The inference.pdf module provides tools for analysing sample data, including density estimation and highest-density interval calculation. Example code for GaussianKDE and UnimodalPdf can be found in the density estimation jupyter notebook demo.

GaussianKDE

class inference.pdf.GaussianKDE(sample, bandwidth=None, cross_validation=False, max_cv_samples=5000)

Construct a GaussianKDE object, which can be called as a function to return the estimated PDF of the given sample.

GaussianKDE uses Gaussian kernel-density estimation to estimate the PDF associated with a given sample.

Parameters
  • sample – 1D array of samples from which to estimate the probability distribution

  • bandwidth (float) – Width of the Gaussian kernels used for the estimate. If not specified, an appropriate width is estimated based on sample data.
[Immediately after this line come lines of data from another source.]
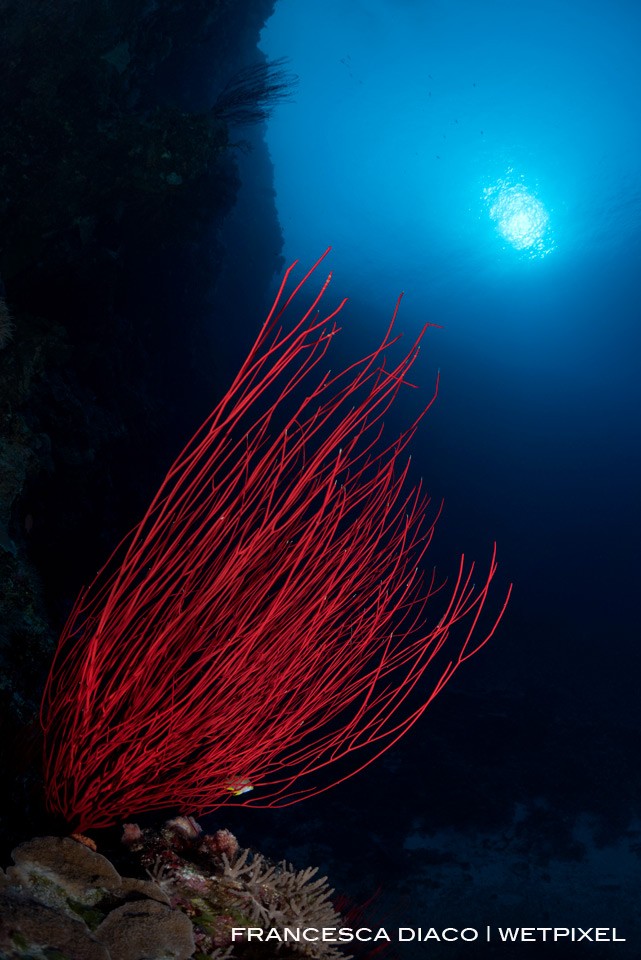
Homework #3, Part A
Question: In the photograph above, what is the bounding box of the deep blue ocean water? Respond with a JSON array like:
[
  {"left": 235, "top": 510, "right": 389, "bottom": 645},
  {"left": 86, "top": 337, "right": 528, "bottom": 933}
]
[
  {"left": 255, "top": 0, "right": 641, "bottom": 709},
  {"left": 213, "top": 1, "right": 641, "bottom": 953}
]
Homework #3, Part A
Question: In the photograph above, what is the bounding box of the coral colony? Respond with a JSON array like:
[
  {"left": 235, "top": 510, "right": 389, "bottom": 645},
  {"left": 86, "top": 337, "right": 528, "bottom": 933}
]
[{"left": 41, "top": 251, "right": 511, "bottom": 832}]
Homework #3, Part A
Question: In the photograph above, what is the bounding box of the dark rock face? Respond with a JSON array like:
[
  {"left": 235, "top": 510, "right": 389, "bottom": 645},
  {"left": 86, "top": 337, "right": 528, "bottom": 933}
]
[{"left": 0, "top": 0, "right": 282, "bottom": 855}]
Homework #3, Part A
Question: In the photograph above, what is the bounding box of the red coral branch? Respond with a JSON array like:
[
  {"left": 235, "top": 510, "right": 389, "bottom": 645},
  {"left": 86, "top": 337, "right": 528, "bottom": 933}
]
[{"left": 41, "top": 251, "right": 511, "bottom": 832}]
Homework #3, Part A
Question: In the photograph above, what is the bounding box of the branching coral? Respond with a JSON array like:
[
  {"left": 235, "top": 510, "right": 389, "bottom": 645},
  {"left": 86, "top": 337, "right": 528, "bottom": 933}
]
[
  {"left": 125, "top": 820, "right": 346, "bottom": 959},
  {"left": 41, "top": 251, "right": 510, "bottom": 832},
  {"left": 220, "top": 849, "right": 340, "bottom": 942}
]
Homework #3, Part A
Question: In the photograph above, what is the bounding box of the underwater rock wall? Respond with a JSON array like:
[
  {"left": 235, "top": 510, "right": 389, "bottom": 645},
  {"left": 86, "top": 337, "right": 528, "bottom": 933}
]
[{"left": 0, "top": 0, "right": 282, "bottom": 856}]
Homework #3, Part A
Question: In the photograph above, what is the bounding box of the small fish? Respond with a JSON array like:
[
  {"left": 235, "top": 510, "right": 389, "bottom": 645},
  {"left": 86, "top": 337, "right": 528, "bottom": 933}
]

  • cross_validation (bool) – Indicate whether or not cross-validation should be used to estimate the bandwidth in place of the simple ‘rule of thumb’ estimate which is normally used.

  • max_cv_samples (int) – The maximum number of samples to be used when estimating the bandwidth via cross-validation. The computational cost scales roughly quadratically with the number of samples used, and can become prohibitive for samples of size in the tens of thousands and up. Instead, if the sample size is greater than max_cv_samples, the cross-validation is performed on a sub-sample of this size.

__call__(x_vals)

Evaluate the PDF estimate at a set of given axis positions.

Parameters

x_vals – axis location(s) at which to evaluate the estimate.

Returns

values of the PDF estimate at the specified locations.

interval(frac=0.95)

Calculate the highest-density interval(s) which contain a given fraction of total probability.

Parameters

frac (float) – Fraction of total probability contained by the desired interval(s).

Returns

A list of tuples which specify the intervals.

mode

The mode of the pdf, calculated automatically when an instance of GaussianKDE is created.

plot_summary(filename=None, show=True, label=None)

Plot the estimated PDF along with summary statistics.

Parameters
  • filename (str) – Filename to which the plot will be saved. If unspecified, the plot will not be saved.

  • show (bool) – Boolean value indicating whether the plot should be displayed in a window. (Default is True)

  • label (str) – The label to be used for the x-axis on the plot as a string.

UnimodalPdf

class inference.pdf.UnimodalPdf(sample)

Construct a UnimodalPdf object, which can be called as a function to return the estimated PDF of the given sample.

The UnimodalPdf class is designed to robustly estimate univariate, unimodal probability distributions given a sample drawn from that distribution. This is a parametric method based on an heavily modified student-t distribution, which is extremely flexible.

Parameters

sample – 1D array of samples from which to estimate the probability distribution

__call__(x)

Evaluate the PDF estimate at a set of given axis positions.

Parameters

x – axis location(s) at which to evaluate the estimate.

Returns

values of the PDF estimate at the specified locations.

plot_summary(filename=None, show=True, label=None)

Plot the estimated PDF along with summary statistics.

Parameters
  • filename (str) – Filename to which the plot will be saved. If unspecified, the plot will not be saved.

  • show (bool) – Boolean value indicating whether the plot should be displayed in a window. (Default is True)

  • label (str) – The label to be used for the x-axis on the plot as a string.

sample_hdi

inference.pdf.sample_hdi(sample: ndarray, fraction: float, allow_double=False)

Estimate the highest-density interval(s) for a given sample.

This function computes the shortest possible interval which contains a chosen fraction of the elements in the given sample.

Parameters
  • sample – A sample for which the interval will be determined.

  • fraction (float) – The fraction of the total probability to be contained by the interval.

  • allow_double (bool) – When set to True, a double-interval is returned instead if one exists whose total length is meaningfully shorter than the optimal single interval.

Returns

Tuple(s) specifying the lower and upper bounds of the highest-density interval(s).